50 ans de synthés modulaires en une interview

Écrit par Sophia Salhi
Le 30.09.2015, à 15h08
08 MIN LI-
RE
Écrit par Sophia Salhi
I Dream Of Wires”, c’est toute l’histoire du synthé modulaire en un documentaire. Il nous fallait au plus vite converser avec les réalisateurs. C’est chose faite.

Interview par Edouard Morin

L’avant-première de « I Dream Of Wires », documentaire signé Robert Fantinatto et Jason Amm retraçant l’histoire du synthétiseur modulaire, diffusé au Babylon Kino, à quelques encablures de l’Alexanderplatz, était sans aucun doute l’événement le plus attendu du mois de juillet à Berlin. Dans la salle s’engouffrent producteurs et DJs, journalistes ou même simples passionnés de music électronique. Ce qui prenait la direction d’un projet indépendant semble devenir LE documentaire référence sur le synthétiseur modulaire, et même sur les débuts de la musique électronique, à l’aube de l’ère électrique. 

« I Dream Of Wires » se distingue entre autre par l’intervention du légendaire Morton Subotnick, figure importante de la scène électronique, impliquée dans la conception et le développement du très influent synthétiseur modulaire Buchla. À la fin de la projection du documentaire il exécutait une performance live intitulée « From Silver Apples Of The Moon To A Sky Of Cloudless Sulfur Revisited : VI » (sa premiére depuis 2011, ndlr) accompagné du vidéaste Lillevan.

Ainsi, « I Dream Of Wires » met en exergue l’histoire, la chute et la renaissance du synthétiseur modulaire, explorant rêves et obsessions de ceux qui y ont contribué à travers de nombreuses interviews de compositeurs de légendes et contemporains comme Trent Reznor, Gary Numan, Vince Clarke et Carl Craig, James Holden, Legowelt, mais aussi des fabricants des synthétiseurs Doepfer, Modcan et Make Noise. Retour sur cet événement avec Robert Fantinatto, directeur de « I Dream Of Wires ».

I Dream Of Wires

Entretien avec Robert Fantinatto et Jason Amm, réalisateurs de “I Dream Of Wires”

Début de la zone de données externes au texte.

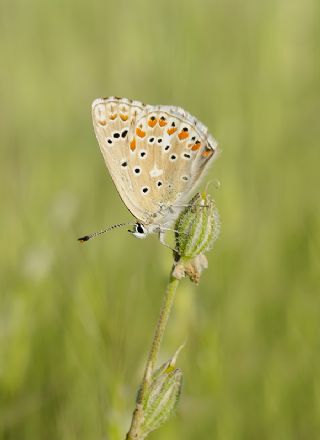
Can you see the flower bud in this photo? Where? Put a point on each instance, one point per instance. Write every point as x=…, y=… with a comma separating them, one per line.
x=197, y=229
x=161, y=397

« I Dream of Wires » raconte la montée, la chute et la renaissance du modulaire synthétiseur. Selon vous, son retour sur le devant de la scène est-il comparable à celui du vinyle ?

Je pense que le retour d’objets comme le vinyle est simplement un symptôme qui traduit la « douceur » de la technologie digitale qui laisse beaucoup de personnes sur leur faim. En revanche, je pense que le synthétiseur modulaire est de retour pour rester et perduer car il s’appuie sur un passé solide. Nous pouvons vraiment en faire un exemple. L’analogie, l’interface tactile et la flexibilité qu’offre un modulaire sont supérieures à son équivalent digital. 

« Vintage » semble être le mot clé de notre époque. Comment expliquez-vous que les gens soient aussi passionnés et obsédés par les équipements d’époque ?

« On peut en effet observer une recrudescence de l’intérêt porté aux objets vintages depuis que les gens ont commencé à apprécier les « failles » qui rendaient certaines technologies obsolètes mais qui leurs donnaient donc un certain charme. Instagram est l’exemple parfait ; les gens y uploadent leurs photos, posent des filtres dessus pour retrouver, à l’aide des nouvelles technologies, les effets des anciens appareils photos et autres artefacts. Quand on commence ainsi, la prochaine étape est de retourner aux basics. Prenez l’exemple du Super 8 Film relancé par Kodak. Personne n’aurait jamais imaginé qu’une chose pareille puisse arriver. Et bien c’est la même chose pour les synthétiseurs. Cependant, rester bloqué sur les anciens équipements est un piège. Utiliser de nouvelles machines basées sur les anciennes, avec des interfaces établies, offre un nouvel éventail de possibilités. 

I Dream Of Wires

« I dream Of Wires » est un documentaire indépendant. Dans quelle(s) mesure(s) le crowdfunding vous a-t-il aidé à atteindre vos objectifs ? Est-ce que la manière dont IndieGoGo approche et comprends la musique a fait la différence par rapport à Kickstarter ?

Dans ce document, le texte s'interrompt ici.